ESPAÇO, PODER E TURISMO: NOVAS CONFIGURAÇÕES GEOGRÁFICAS

 

LUZIA NEIDE MENEZES T. CORIOLANO.

Universidade Estadual do Ceará

Faculdade da Grande Fortaleza

 

 

Compreender as relações de poder na produção do espaço turístico implica necessariamente compreender o espaço como algo socialmente produzido que expressa as contradições do modo de produção capitalista ou as contradições do espaço-mercadoria. Ele é a um só tempo o lugar das estratégias para o capital e das resistências do cotidiano para os habitantes.  O turismo é uma das mais novas modalidades do processo de acumulação, que vem produzindo novas configurações geográficas e materializando o espaço de forma contraditória, pela ação do Estado, das empresas, dos residentes, e dos turistas. Compreender essa dinâmica significa entender as relações produtivas do espaço e o exercício de poder do Estado, das classes empresariais e trabalhadoras em movimento e conflito. O turismo para se reproduzir segue a lógica do capital, quando poucos se apropriam dos espaços e dos recursos neles contidos apresentando-os como atrativos transformados em mercadorias.

O espaço geográfico não é suporte nem é reflexo da ação da sociedade, mas um produto social. “O espaço reproduz a totalidade social na medida em que essas transformações são determinadas por necessidades sociais, econômicas e políticas. O espaço reproduz-se, ele mesmo, no interior da totalidade, quando evolui em decorrência do modo de produção e de seus movimentos sucessivos e contraditórios” Santos (1979) A partir dessa compreensão, o espaço físico em si passa a ser considerado a partir de sua organização e o seu sentido são produtos sociais, são espacialidades, ou seja, espaços produzidos através das relações de forças e de poder que se estabelecem de forma contraditória, transformando a chamada primeira natureza em segunda natureza.

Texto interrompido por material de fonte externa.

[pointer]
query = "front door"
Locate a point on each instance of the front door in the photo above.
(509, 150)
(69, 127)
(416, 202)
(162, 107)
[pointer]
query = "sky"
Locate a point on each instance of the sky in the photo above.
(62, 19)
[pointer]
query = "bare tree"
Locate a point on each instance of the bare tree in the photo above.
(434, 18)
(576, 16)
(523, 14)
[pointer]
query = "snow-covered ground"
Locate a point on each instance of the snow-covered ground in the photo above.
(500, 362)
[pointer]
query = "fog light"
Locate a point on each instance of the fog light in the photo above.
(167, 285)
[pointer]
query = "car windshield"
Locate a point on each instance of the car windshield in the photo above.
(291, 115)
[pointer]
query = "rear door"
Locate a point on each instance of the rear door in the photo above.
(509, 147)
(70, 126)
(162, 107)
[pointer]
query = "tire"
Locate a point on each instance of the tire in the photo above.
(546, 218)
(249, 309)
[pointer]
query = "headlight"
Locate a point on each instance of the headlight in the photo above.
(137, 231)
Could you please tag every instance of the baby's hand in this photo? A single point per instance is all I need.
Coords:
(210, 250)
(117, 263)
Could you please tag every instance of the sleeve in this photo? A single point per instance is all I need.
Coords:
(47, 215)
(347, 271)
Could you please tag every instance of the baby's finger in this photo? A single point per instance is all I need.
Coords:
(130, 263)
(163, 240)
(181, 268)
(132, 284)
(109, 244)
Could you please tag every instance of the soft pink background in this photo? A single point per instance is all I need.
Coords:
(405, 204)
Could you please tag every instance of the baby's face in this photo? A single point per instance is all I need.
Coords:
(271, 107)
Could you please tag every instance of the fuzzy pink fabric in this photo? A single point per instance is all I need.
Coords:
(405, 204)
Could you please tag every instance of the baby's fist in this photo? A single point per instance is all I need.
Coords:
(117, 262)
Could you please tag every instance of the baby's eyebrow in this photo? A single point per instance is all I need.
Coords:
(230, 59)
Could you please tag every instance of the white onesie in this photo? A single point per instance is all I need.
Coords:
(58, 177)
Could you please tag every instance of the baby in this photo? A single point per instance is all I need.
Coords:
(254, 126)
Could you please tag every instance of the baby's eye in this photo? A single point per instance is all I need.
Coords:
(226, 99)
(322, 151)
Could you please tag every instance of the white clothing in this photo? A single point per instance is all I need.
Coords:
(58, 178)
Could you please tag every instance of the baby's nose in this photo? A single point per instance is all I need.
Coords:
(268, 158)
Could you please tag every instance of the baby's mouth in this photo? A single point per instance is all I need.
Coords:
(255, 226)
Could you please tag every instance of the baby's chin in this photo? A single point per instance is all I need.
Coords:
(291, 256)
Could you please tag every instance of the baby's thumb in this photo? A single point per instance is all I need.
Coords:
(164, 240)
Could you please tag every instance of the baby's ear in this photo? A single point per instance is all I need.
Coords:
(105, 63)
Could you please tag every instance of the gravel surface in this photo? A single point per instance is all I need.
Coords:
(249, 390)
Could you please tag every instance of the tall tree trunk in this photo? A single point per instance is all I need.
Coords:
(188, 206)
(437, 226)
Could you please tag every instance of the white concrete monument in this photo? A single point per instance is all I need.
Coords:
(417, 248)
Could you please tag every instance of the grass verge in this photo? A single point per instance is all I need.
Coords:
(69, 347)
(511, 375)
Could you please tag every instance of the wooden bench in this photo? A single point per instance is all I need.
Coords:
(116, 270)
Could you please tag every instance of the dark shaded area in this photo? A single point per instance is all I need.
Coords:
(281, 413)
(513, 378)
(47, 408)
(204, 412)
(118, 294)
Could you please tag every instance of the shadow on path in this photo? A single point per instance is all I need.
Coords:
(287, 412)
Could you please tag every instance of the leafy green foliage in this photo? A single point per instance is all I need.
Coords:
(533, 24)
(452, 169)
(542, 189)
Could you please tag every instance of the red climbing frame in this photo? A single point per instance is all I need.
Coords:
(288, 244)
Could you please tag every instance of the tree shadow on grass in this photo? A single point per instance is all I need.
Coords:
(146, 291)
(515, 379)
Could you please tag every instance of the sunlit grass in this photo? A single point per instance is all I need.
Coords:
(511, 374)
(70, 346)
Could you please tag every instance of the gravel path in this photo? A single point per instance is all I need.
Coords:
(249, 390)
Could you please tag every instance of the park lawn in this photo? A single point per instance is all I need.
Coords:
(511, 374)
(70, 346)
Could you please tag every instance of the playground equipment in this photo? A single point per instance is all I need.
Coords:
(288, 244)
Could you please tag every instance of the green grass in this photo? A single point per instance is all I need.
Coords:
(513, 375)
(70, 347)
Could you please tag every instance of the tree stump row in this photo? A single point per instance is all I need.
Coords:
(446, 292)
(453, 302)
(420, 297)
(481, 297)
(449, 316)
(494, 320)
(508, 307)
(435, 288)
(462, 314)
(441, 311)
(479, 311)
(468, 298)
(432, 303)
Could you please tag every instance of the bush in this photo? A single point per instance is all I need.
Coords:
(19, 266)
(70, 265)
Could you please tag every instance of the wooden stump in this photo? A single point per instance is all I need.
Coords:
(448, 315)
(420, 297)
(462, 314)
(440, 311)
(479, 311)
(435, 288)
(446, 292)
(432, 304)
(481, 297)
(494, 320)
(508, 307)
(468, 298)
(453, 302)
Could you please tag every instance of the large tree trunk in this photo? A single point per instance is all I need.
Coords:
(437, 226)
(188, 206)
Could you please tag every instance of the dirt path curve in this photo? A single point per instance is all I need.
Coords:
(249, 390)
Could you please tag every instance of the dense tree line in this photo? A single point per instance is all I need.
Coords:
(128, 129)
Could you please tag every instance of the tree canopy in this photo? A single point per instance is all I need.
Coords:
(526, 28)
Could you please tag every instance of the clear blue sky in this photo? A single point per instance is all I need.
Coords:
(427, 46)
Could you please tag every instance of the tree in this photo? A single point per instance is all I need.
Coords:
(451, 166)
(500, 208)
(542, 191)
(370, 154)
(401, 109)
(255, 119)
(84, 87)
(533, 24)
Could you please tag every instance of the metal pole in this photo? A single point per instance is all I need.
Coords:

Espaço é a principal categoria da análise geográfica e nele estão contidos uma série de outras categorias e conceitos de apoio tais como: território, lugar,  região e paisagem, dentre outras. Enquanto o território é “o resultado histórico do relacionamento da sociedade com o espaço, o qual só pode ser desvendado por meio do estudo de sua gênese e desenvolvimento” (Moraes, 2002) visto como uma forma de relação de poder que remete a soberania, ao Estado-Nação e a fronteira, é o lugar o espaço das resistências, onde se travam as lutas cotidianas, a exploração das forças de trabalho, o fluxo da mais valia e a reestruturação produtiva da acumulação capitalista. As lutas que antes pareciam apenas das classes sociais ampliam-se e chegam aos lugares. Os espaços tornam-se competitivos e ameaçadores, ocorrendo o que Santos (1999) denominou de “guerra dos lugares”.

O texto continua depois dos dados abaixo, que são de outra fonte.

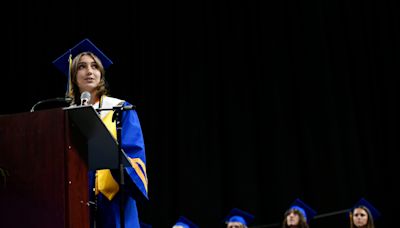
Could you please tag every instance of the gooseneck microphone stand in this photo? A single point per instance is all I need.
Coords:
(117, 116)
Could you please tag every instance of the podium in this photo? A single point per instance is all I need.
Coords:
(44, 160)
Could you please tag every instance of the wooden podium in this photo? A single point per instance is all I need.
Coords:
(44, 160)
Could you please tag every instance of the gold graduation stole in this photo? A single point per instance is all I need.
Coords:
(104, 182)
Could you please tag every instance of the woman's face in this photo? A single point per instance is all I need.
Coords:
(360, 217)
(88, 74)
(293, 219)
(234, 225)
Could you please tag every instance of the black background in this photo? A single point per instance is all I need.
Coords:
(246, 104)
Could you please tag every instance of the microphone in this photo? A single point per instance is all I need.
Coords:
(85, 98)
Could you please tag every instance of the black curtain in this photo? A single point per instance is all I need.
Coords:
(247, 104)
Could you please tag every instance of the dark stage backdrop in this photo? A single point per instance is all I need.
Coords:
(246, 104)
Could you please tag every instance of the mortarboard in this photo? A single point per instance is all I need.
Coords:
(304, 209)
(237, 215)
(63, 62)
(185, 223)
(363, 202)
(145, 225)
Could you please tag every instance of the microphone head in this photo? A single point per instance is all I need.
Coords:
(85, 98)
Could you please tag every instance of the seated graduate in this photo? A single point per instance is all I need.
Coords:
(85, 65)
(363, 214)
(184, 222)
(298, 215)
(238, 218)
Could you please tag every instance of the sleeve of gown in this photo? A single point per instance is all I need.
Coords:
(133, 145)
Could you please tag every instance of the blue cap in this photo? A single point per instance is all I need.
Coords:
(185, 223)
(363, 202)
(237, 215)
(304, 209)
(62, 62)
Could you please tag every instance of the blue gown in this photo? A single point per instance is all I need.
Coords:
(107, 214)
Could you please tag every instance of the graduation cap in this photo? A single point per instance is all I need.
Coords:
(303, 208)
(145, 225)
(237, 215)
(63, 63)
(185, 223)
(363, 202)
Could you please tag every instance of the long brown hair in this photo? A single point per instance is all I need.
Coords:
(302, 221)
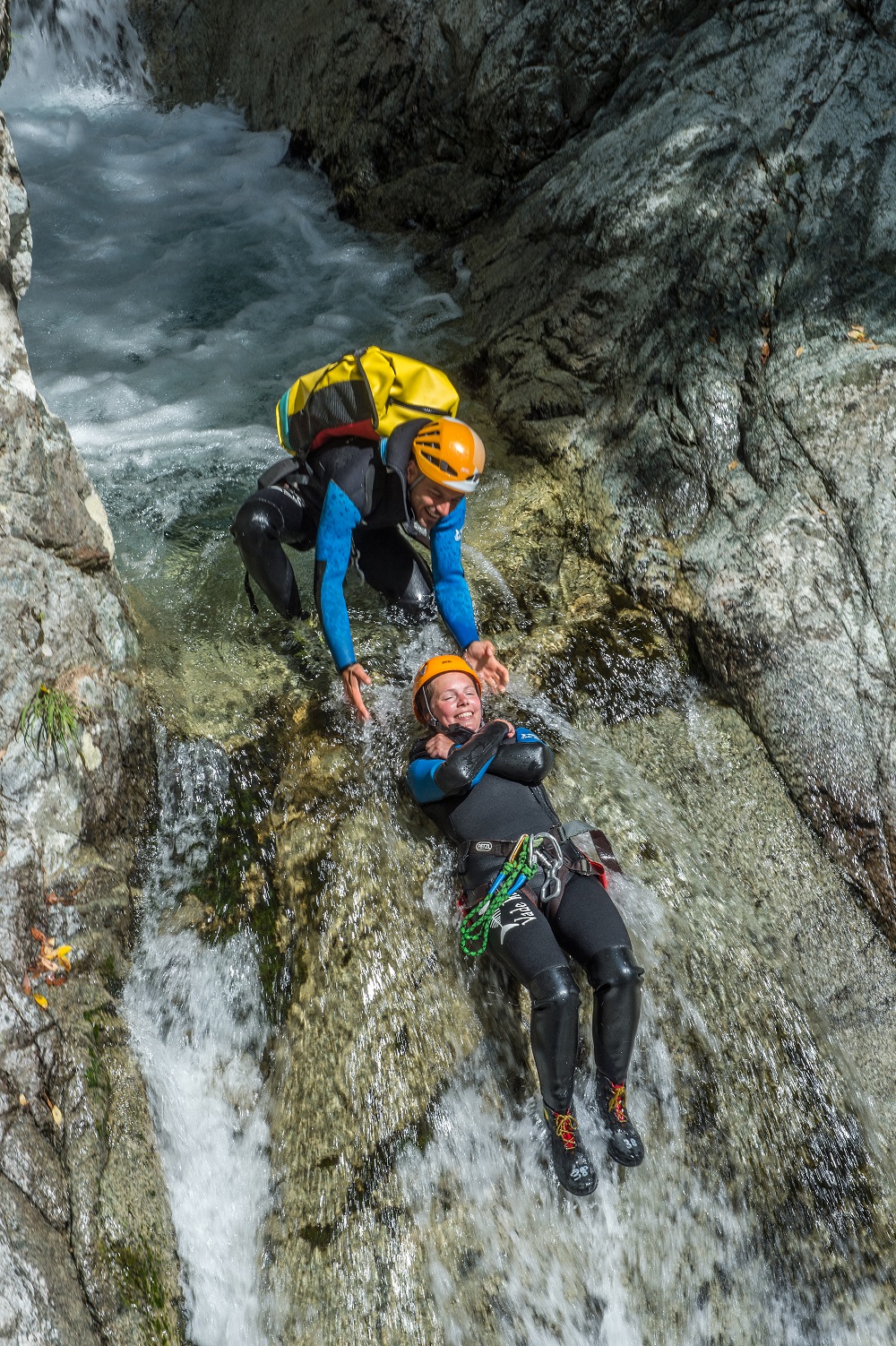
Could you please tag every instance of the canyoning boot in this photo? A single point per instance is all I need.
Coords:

O turismo é um dos eixos desencadeadores dessa espacialização, age desterritorializando e produzindo novas configurações geográficas. Assim, é que regiões litorâneas originalmente ocupadas pelos indígenas, pescadores, comunidades tradicionais, os chamados “povos do mar” são expropriadas para dar lugar às segundas residências, aos grandes resorts, as cadeias hoteleiras, aos restaurantes e demais equipamentos turísticos, como parques temáticos, por exemplo. Nessa produção espacial faz-se necessário considerar a luta dos diferentes atores locais: os nativos usuários do espaço litorâneo que tentam defender suas propriedades, ou bens de usos, contrapondo-se aos interesses dos empresários, dos agentes imobiliários e do próprio Estado, estes que se interessam pelo valor de troca do espaço, pois o transformaram em mercadoria.

É no conteúdo do espaço de relações sociais que se engendram os processos, pois é nessa formação histórica que se estabelecem, se recriam, se transformam as relações sociais e espaciais. Mas esse produto social não se faz sem conflitos, contradições e resistências. Explica Carlos que  “as relações sociais têm uma existência real enquanto existência espacial concreta, na medida em que produzem e assim  efetivamente a sociedade produz o espaço.  Cada local, região ou país tem sua formação própria, sua cultura, valores e costumes e deste modo o espaço vai sendo produzido conforme essas relações mais amplas, em um processo articulado a produção geral da sociedade. Diz Chesnais (1996) que os “serviços são a nova fronteira para a mundialização do capital” A reestruturação produtiva industrial desenvolveu uma infinidade de serviços funcionais à sua produção, ou seja, a cada  bem produzido   ligado às  novas  tecnologias  desencadeiam-se os serviços de suporte e sustentação, sendo o turismo um desses serviços, voltado especialmente a reprodução da força de trabalho e ao   consumo.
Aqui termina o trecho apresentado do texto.